[Dolphinsiu]

An experiment has been done by a student by the following precedure:

1. Add 6 g of benzoic acid to 400 ml of DI water in 500 ml concical flask
    to make saturated solution.

2. Pour 250 ml of this solution into another conical flask (have been   
    previously heated at 40 C)at constant-temperature 40 C

3. After 25 mins, withdraw 10 ml with a 60 C-tempeature pipette.

4. Wrap this tip with small piece of filter paper and fasten with rubber 
    band and warn with hot-air blower.

5. Remove filter paper and discharge sample quickly to weighing bottle and weigh.

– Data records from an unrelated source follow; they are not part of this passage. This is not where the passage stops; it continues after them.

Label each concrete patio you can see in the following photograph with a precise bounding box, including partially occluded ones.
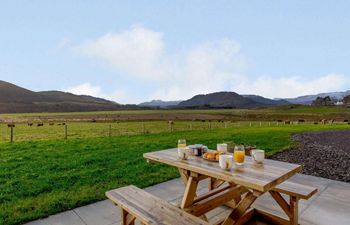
[27,174,350,225]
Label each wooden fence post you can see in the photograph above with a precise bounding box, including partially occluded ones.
[10,126,13,143]
[64,124,68,140]
[142,122,146,134]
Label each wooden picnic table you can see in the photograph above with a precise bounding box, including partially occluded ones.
[143,148,301,225]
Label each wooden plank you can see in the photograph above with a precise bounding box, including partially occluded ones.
[235,208,255,225]
[269,191,292,217]
[223,192,261,225]
[144,149,301,192]
[193,184,232,203]
[181,176,198,209]
[254,209,290,225]
[178,168,189,185]
[272,181,318,200]
[121,209,136,225]
[106,186,209,225]
[289,196,299,225]
[185,186,247,216]
[208,177,225,190]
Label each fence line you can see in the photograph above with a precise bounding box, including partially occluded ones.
[0,120,346,143]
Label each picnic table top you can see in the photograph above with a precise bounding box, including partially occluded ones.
[143,148,301,192]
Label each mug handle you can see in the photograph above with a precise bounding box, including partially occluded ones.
[252,152,256,161]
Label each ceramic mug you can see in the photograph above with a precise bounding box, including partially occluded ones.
[219,154,233,170]
[177,148,188,160]
[251,149,265,163]
[216,143,227,152]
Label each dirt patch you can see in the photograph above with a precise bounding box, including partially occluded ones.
[270,130,350,182]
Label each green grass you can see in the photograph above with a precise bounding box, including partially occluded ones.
[0,124,349,225]
[1,105,350,118]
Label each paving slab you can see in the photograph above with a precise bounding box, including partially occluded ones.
[27,174,350,225]
[320,181,350,204]
[300,196,350,225]
[74,200,121,225]
[27,210,86,225]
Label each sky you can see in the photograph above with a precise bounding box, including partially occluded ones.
[0,0,350,103]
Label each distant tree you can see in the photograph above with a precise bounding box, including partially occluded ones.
[312,96,334,106]
[343,95,350,106]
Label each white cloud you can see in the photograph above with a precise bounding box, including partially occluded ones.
[75,26,349,101]
[62,82,136,104]
[233,74,350,98]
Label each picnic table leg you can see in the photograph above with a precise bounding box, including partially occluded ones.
[222,191,262,225]
[289,196,299,225]
[270,191,299,225]
[181,176,198,209]
[122,209,136,225]
[208,177,242,208]
[179,169,208,221]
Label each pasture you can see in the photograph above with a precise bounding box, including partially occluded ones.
[0,121,349,224]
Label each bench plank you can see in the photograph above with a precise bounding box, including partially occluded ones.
[106,185,209,225]
[272,181,317,200]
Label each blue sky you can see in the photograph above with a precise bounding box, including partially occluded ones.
[0,0,350,103]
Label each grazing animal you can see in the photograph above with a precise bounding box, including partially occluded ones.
[284,120,290,124]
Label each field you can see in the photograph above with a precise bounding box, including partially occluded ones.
[0,105,350,123]
[0,105,350,143]
[0,107,350,225]
[0,121,349,224]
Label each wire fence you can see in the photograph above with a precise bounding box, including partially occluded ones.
[0,120,348,143]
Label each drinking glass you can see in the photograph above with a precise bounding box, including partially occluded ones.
[233,145,245,166]
[177,139,186,148]
[177,139,188,160]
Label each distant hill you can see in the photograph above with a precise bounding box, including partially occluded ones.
[243,95,290,106]
[139,100,181,108]
[178,92,288,108]
[285,90,350,105]
[0,81,124,113]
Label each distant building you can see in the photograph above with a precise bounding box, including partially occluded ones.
[312,96,334,106]
[335,101,343,105]
[343,95,350,106]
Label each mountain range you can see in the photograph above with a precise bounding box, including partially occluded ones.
[0,81,125,113]
[0,80,350,113]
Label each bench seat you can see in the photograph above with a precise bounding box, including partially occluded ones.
[106,185,209,225]
[272,180,317,200]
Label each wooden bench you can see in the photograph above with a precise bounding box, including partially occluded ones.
[209,179,317,225]
[256,181,317,225]
[106,185,209,225]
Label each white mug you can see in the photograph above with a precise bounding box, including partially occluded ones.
[250,149,265,163]
[219,155,233,170]
[177,148,188,160]
[216,143,227,152]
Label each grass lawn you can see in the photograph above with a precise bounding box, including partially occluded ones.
[0,124,350,225]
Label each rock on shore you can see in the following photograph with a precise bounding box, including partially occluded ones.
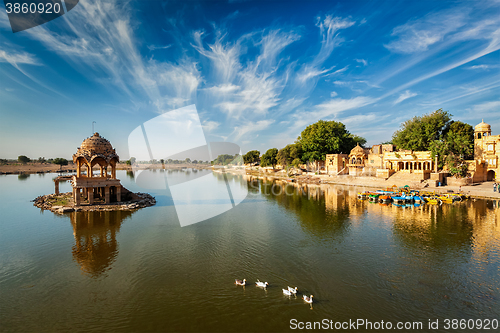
[32,192,156,214]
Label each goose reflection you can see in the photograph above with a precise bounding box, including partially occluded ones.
[71,211,134,278]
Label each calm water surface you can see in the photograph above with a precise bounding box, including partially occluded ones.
[0,171,500,332]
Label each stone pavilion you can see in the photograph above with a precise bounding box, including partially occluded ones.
[71,133,122,206]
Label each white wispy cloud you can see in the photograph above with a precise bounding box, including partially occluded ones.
[23,0,201,113]
[384,11,467,53]
[467,64,500,70]
[292,96,377,129]
[202,120,220,132]
[0,50,39,68]
[354,59,368,66]
[472,101,500,115]
[392,90,417,105]
[148,45,172,51]
[233,119,274,141]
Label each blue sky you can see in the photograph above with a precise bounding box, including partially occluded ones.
[0,0,500,160]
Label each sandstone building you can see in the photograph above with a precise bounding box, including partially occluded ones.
[71,133,122,206]
[468,121,500,182]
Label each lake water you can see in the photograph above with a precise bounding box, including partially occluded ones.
[0,170,500,332]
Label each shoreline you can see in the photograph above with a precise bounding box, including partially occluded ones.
[32,192,156,214]
[221,169,500,200]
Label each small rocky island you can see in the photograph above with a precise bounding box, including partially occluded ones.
[33,133,156,214]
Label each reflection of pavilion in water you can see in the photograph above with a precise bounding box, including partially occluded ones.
[245,176,500,253]
[71,210,133,277]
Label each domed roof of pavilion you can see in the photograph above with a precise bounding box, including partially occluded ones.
[350,143,365,155]
[73,132,119,163]
[474,120,491,132]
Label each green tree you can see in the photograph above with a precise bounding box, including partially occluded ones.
[212,154,239,165]
[17,155,31,164]
[276,143,302,167]
[392,109,452,151]
[260,148,278,169]
[243,150,260,164]
[297,120,356,162]
[430,121,474,177]
[351,135,366,148]
[52,157,68,170]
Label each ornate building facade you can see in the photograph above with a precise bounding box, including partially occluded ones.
[469,121,500,182]
[71,133,122,206]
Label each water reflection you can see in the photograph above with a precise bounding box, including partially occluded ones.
[71,211,133,278]
[244,175,500,250]
[246,176,352,239]
[17,173,30,180]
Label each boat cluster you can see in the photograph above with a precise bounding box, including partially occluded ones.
[234,279,314,304]
[358,185,468,205]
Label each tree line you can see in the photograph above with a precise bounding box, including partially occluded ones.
[0,155,69,166]
[243,120,366,168]
[243,109,474,177]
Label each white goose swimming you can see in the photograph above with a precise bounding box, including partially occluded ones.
[255,280,269,288]
[302,295,314,303]
[234,279,247,286]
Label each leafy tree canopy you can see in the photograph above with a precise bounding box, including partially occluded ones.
[243,150,260,164]
[260,148,278,169]
[392,109,452,151]
[212,154,242,165]
[430,121,474,177]
[392,109,474,177]
[276,143,302,166]
[297,120,356,162]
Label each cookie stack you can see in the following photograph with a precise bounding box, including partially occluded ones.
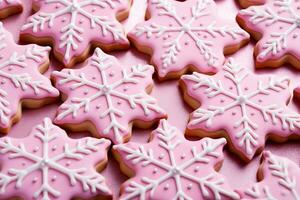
[0,0,300,200]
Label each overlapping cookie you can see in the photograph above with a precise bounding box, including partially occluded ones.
[180,58,300,161]
[242,151,300,200]
[53,48,166,143]
[21,0,131,67]
[0,118,111,200]
[113,120,239,200]
[0,0,23,19]
[128,0,249,79]
[237,0,300,68]
[0,22,59,133]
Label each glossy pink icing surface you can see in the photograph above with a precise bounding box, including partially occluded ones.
[129,0,249,78]
[181,58,300,160]
[53,48,166,143]
[0,22,59,129]
[4,0,300,199]
[113,120,239,200]
[238,0,300,67]
[0,118,111,200]
[242,151,300,200]
[22,0,130,65]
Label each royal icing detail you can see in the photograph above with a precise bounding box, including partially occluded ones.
[21,0,129,65]
[129,0,249,78]
[113,120,239,200]
[53,48,166,143]
[238,0,300,66]
[0,118,110,200]
[242,152,300,200]
[0,0,22,18]
[182,58,300,160]
[0,22,59,129]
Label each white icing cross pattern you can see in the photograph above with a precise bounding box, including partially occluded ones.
[114,120,239,200]
[133,0,248,77]
[240,0,300,59]
[244,152,300,200]
[22,0,127,63]
[0,22,59,128]
[182,58,300,159]
[0,118,110,200]
[53,48,164,143]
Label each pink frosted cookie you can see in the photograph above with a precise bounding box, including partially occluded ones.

6. Wash into 250 ml concial flask, add about 20 ml of water and titrate with 0.0199M NaOH using phenolophthelain indicator.

Results has been recorded as follows
                                      1st            2nd              3rd
Mass of benzoic acid (g)    9.75           9.21              10
Average = 9.65 g
                                         1st            2nd              3rd
Volume of NaOH added (ml)    23.42        21.95           24.13
Average = 23.17 ml

Calculate the solubility of benzoic acid in moles per 1 kg of water at 40 C.

My attempted answer:

C6H5COOH + NaOH    --->   C6H5COONa + H2O

No. of moles of NaOH = 0.0199 x 23.17/1000 = 4.61 x 10^-4 mol

No. of moles of C6H5COOH = 4.61 x 10^-4 mol

No. of moles of 10 ml C6H5COOH = 4.61 x 10^-4 x 30/10
                                            = 1.38 x 10^-3 mol

Solubility of C6H5COOH at 40 C = 1.38 x 10^-3 / 9.65 x 10-3
                                           = 0.143 mol/1 kg of water

Am I right?

[Dolphinsiu]

I believe my work is correct!

Then I ask another question.

ln (S2/S1) = Delta H/ RT (1/T1 - 1/T2)

S1 and S2 are the solubilites at tmeperatures T1 and T2.

However, I still don't know why the calculated S2 from this equation is smaller than that measured in experiment (Delta H has been determined by solubilities at 20 C and 30 C and now we use T1 = 20 C and T2 = 40 C).

Is it due to precipation of benzoic acid on filter paper, or other reasons?